The IETF’s Discovery of Designated Resolvers

The Domain Name System (DNS) has played a key role in the Internet’s success. It was designed to be scalable and resilient to handle enormous growth. The DNS has also proven to be a strong control point used to identify and remediate threats as Cisco Umbrella (previously Cisco OpenDNS) has repeatedly demonstrated. As the industry seeks to strengthen privacy, it must find methods to do so that retain resilience or risk large outages. Used correctly, an emerging technology known as Discovery of Designated Resolvers (DDR) can facilitate secure discovery of resolvers.
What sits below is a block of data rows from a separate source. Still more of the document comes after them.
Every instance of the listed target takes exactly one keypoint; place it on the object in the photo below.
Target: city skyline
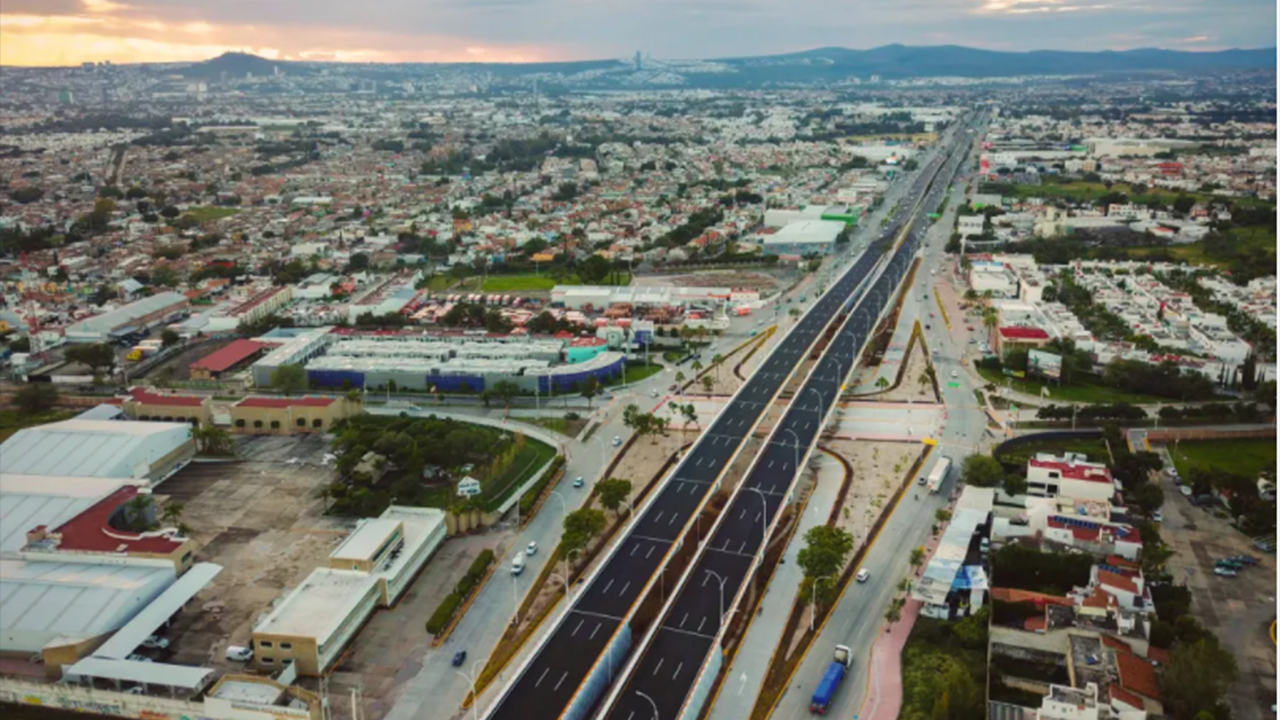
(67, 32)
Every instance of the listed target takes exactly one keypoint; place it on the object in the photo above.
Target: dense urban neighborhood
(705, 390)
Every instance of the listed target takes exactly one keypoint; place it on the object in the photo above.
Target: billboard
(1046, 364)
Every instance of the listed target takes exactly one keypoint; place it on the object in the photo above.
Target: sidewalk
(885, 688)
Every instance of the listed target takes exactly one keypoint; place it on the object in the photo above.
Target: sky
(65, 32)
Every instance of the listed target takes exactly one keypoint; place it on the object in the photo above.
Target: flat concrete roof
(245, 691)
(318, 607)
(365, 541)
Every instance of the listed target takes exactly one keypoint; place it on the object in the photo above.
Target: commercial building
(136, 317)
(1070, 475)
(60, 607)
(288, 415)
(31, 501)
(1009, 338)
(228, 359)
(992, 277)
(955, 580)
(144, 404)
(99, 449)
(970, 226)
(371, 566)
(803, 238)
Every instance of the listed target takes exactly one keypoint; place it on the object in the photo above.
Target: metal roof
(103, 449)
(131, 636)
(42, 598)
(146, 673)
(106, 322)
(27, 501)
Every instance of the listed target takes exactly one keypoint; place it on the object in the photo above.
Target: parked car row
(1232, 566)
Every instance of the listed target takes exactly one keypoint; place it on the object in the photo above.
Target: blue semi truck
(831, 680)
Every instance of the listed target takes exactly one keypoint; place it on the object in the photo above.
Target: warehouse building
(99, 449)
(60, 607)
(228, 359)
(297, 346)
(371, 566)
(136, 317)
(31, 501)
(803, 238)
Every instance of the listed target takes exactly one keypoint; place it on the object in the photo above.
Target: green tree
(580, 527)
(612, 492)
(1197, 677)
(590, 388)
(824, 552)
(289, 379)
(33, 399)
(917, 556)
(982, 470)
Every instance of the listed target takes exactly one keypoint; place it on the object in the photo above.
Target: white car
(240, 654)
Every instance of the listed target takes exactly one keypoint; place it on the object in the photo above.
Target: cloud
(69, 31)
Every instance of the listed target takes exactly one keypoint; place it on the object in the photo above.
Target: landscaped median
(547, 591)
(790, 651)
(447, 614)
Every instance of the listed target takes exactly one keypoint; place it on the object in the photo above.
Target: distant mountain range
(822, 65)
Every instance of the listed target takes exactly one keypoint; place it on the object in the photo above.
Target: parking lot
(261, 519)
(1238, 610)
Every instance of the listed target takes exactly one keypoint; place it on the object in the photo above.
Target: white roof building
(99, 449)
(27, 501)
(46, 600)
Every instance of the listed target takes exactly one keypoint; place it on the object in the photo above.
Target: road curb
(858, 557)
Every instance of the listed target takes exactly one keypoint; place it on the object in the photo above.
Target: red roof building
(91, 532)
(227, 358)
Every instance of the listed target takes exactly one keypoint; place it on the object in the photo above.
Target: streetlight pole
(822, 402)
(641, 693)
(796, 446)
(764, 513)
(471, 678)
(722, 591)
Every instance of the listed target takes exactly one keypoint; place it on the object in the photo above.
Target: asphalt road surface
(670, 664)
(556, 673)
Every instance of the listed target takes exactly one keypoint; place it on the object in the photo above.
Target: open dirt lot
(259, 518)
(392, 647)
(1239, 610)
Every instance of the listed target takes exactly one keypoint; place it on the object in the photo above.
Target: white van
(238, 654)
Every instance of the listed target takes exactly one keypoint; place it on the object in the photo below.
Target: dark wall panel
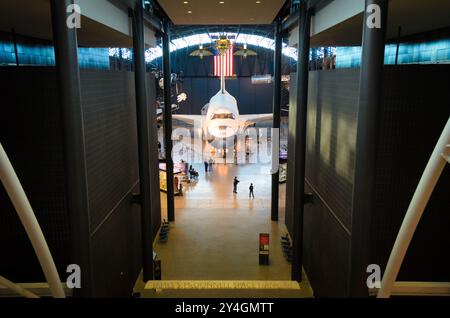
(331, 137)
(154, 164)
(116, 253)
(326, 251)
(415, 110)
(111, 139)
(30, 132)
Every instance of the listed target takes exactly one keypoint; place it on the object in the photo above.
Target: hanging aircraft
(222, 120)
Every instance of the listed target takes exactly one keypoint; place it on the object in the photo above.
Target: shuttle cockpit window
(223, 116)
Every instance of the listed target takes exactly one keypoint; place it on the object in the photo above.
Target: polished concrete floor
(216, 232)
(215, 235)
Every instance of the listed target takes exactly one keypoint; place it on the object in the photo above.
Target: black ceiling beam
(291, 21)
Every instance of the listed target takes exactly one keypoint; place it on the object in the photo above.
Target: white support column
(425, 188)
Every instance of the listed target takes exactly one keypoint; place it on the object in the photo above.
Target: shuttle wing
(189, 119)
(248, 120)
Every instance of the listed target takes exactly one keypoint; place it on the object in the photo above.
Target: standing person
(251, 191)
(210, 163)
(235, 182)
It’s a significant security feature and is the topic of this blog.

Figure 1: DNS traffic growth over four years (Source: Akamai)

Introduction

DNS has scaled well to meet the needs of over four billion people since its inception in the 1980s. In that time, there has never been an Internet-wide failure of the service. That is thanks to the millions of caching resolvers and large numbers of root servers spread around the world, along with redundancy at every other level. This architecture is no accident; it represents a solid design combined with decades of experience by people globally handling the Internet’s evolutionary growth in both size and capability.
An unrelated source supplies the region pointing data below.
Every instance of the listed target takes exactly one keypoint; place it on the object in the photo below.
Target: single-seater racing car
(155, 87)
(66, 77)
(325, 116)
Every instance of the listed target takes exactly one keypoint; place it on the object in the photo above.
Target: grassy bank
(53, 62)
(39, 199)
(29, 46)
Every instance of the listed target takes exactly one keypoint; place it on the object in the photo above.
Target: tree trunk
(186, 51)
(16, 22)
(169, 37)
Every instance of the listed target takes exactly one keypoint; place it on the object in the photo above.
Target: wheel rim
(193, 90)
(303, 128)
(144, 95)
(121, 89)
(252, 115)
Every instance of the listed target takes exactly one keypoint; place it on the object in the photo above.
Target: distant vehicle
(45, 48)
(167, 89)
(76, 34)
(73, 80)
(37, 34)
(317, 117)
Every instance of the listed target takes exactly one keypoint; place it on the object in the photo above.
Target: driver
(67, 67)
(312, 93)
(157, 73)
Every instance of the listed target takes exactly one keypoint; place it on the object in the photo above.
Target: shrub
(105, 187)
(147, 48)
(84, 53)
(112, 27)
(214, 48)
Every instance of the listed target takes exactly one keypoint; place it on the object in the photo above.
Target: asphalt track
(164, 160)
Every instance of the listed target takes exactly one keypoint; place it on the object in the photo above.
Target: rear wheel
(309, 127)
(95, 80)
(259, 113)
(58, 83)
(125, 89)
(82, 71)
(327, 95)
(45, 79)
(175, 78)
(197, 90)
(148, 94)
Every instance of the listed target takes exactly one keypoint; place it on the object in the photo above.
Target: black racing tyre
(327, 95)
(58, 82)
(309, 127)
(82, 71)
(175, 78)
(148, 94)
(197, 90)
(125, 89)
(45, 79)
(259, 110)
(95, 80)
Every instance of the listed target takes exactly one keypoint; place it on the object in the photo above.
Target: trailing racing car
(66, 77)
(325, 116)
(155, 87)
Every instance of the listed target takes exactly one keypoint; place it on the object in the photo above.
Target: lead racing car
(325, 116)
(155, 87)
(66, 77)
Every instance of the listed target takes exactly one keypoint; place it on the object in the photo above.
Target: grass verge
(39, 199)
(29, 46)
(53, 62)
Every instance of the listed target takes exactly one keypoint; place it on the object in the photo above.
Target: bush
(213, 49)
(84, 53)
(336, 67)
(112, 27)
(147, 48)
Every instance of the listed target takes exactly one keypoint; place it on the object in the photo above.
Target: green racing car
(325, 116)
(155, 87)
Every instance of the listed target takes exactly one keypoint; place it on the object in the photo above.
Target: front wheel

One of the most important capabilities of the DNS is its use as a control point. For example, if bad actors attempt to use the DNS as a command-and-control (C&C) channel between them and their bots, the good guys use the DNS to identify and block those C&C channels. In the case of the recent attack on Solar Winds, this meant blocking queries to [*]avsvmcloud[.]com. A key value of Umbrella and similar services is that they are backed by expertise and ongoing operations to identify such threats. With IoT devices using mechanisms such as Manufacturer Usage Descriptions, the DNS can restrict communications from devices to a known set of destinations. Another use of the DNS is as a security control point to block or redirect answers for known malware sites.

What Has Changed?

For the past few years, the industry has been working on standardizing the privacy of DNS queries. This is a capability that OpenDNS has offered for quite some time through DNSCrypt. DNS over HTTP (DoH), which OpenDNS also supports, encrypts queries and responses over a RESTful interface and transmits them over HTTP. This is a strong technological advancement. However, the DoH standard does not define how an application should choose the resolver. Until recently, there were two ways to discover a DoH server: attempt to access DoH on the resolver handed to the application by the operating system or use one provided by the application provider.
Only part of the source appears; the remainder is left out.